Woods has lost his appeal of the 2018 conviction and 15-year sentence and has begun the post-conviction phase of attempting to overturn the verdict with a claim of new evidence and government misconduct.
The government’s response outlines particulars of the case, which included not only the Ecclesia kickbacks but also the hiring of Woods’ then-fiancee and now wife, Christina Mitchell, for a $70,000 job by the health care provider Alternative Opportunities after it received a $1 million state grant from General Improvement Fund money.
Woods contends the government learned some information used against him from information supplied by former Sen.Jeremy Hutchinson, who’s pleaded guilty in the case. Woods contends Hutchinson was “coerced” by the government into revealing confidential attorney-client information. Hutchinson was once paid for legal work by a health care provider whose enterprises included Alternative Opportunities.
Woods said the government had failed to disclose that Hutchinson had advised the health care provider that hiring Woods’ girlfriend was legal and ethical and failed to disclose work on the case by an FBI agent, Michael Lowe, who’d gotten Hutchinson to reveal supposed attorney-client matters.
The government notes, for one, that Woods’ request for post-conviction relief doesn’t cover the counts related to the Ecclesia bribery scheme, only the scheme to get a job for his girlfriend as part of funneling money to the health care organization.,
The government went on to say that information the FBI obtained from Hutchinson, which Woods didn’t have at his trial, “inculpates” rather than exculpates Woods. Among others, Hutchinson told the FBI that Woods had asked lobbyist Rusty Cranford to hire his girlfriend, Christina Mitchell, after directing state money to the organization.
Woods argues the importance of this information is that “[b]oth the conviction and length of the sentence are undermined by the failure of the government to disclose exculpatory information that Mitchell’s employment was properly vetted by someone without interest and that her pay was in accordance with her skills and experience.”
It is absurd to call Hutchinson, who stands convicted for his involvement in a bribery scheme involving AO, “someone without interest” who was responsible for “properly” vetting new hires.

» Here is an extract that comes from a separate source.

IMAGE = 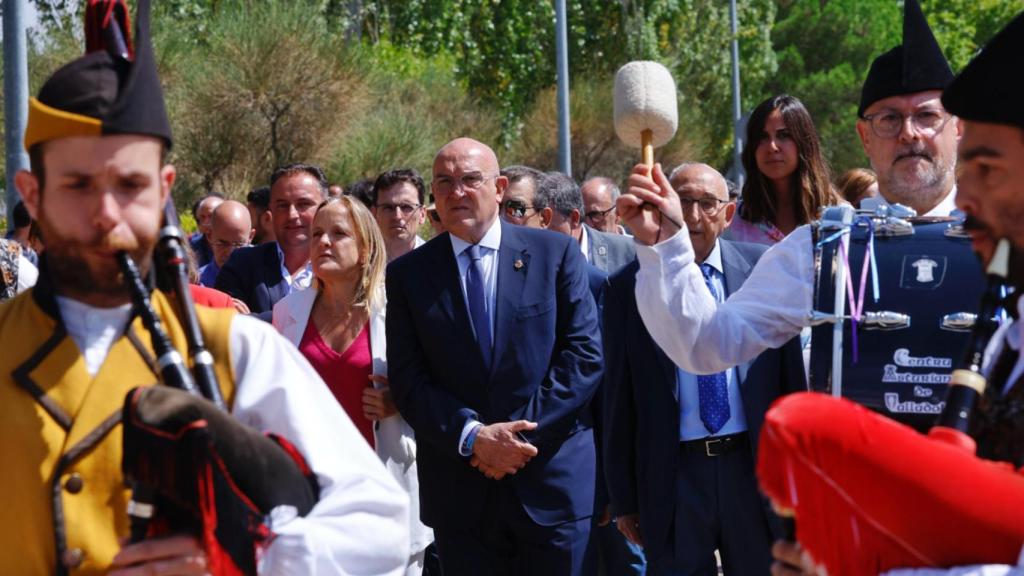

It is likewise inconsequential that Mitchell’s pay was commensurate with her skills and experience, even assuming that is true.
As the Government was aware at the time of trial and as all parties are now aware, when Hutchinson claimed he had this conversation with Cranford, he, like Woods, was involved in a bribe scheme with Cranford. Hutchinson has entered into a plea agreement admitting that Cranford and AO hired Hutchinson, paid him a monthly retainer, and provided him travel and entertainment in exchange for Hutchinson agreeing to take and taking official action. Rather than being exculpatory, this conversation is more akin to Cranford asking Hutchinson, who Cranford bribed through retainer fees, if a similar arrangement with Woods involving the hiring of Mitchell was remotely defensible if anyone questioned the legitimacy of her hiring.
In any case, the government said, this legal opinion from a participant in the bribery scheme wouldn’t lead to an acquittal because testimony from others who’ve pleaded guilty — Cranford and Hutchinson — would be unchanged.
The government also argues that the court had already considered the information about FBI agent Michael Lowe’s discussions with Hutchinson and concluded it hadn’t precipitated the prosecution of Woods. Woods had this information available for argument in the initial appeal of his conviction but didn’t raise it then. The government filing further disputes Woods’ claim that he’d been unaware of Lowe’s involvement in the case. Had he known, he claimed, he could have inquired about that agent’s phone call with another agent who wiped the hard drive of a computer containing information about the case. Woods tried at trial and on appeal, without success, to argue this could have erased information useful to his defense. The material was recovered elsewhere, the Justice Department said.
“Thus, even if Woods could show (which he cannot) that he was unaware of SA Lowe’s involvement in the investigation, he cannot show that this alleged lack of knowledge had any effect on the Court’s ruling regarding the Neal recordings, which was premised on the fact that no recordings were lost.”
The filing by Acting U.S. Attorney David Fowlkes asks the judge to deny Woods’ motion for a new trial.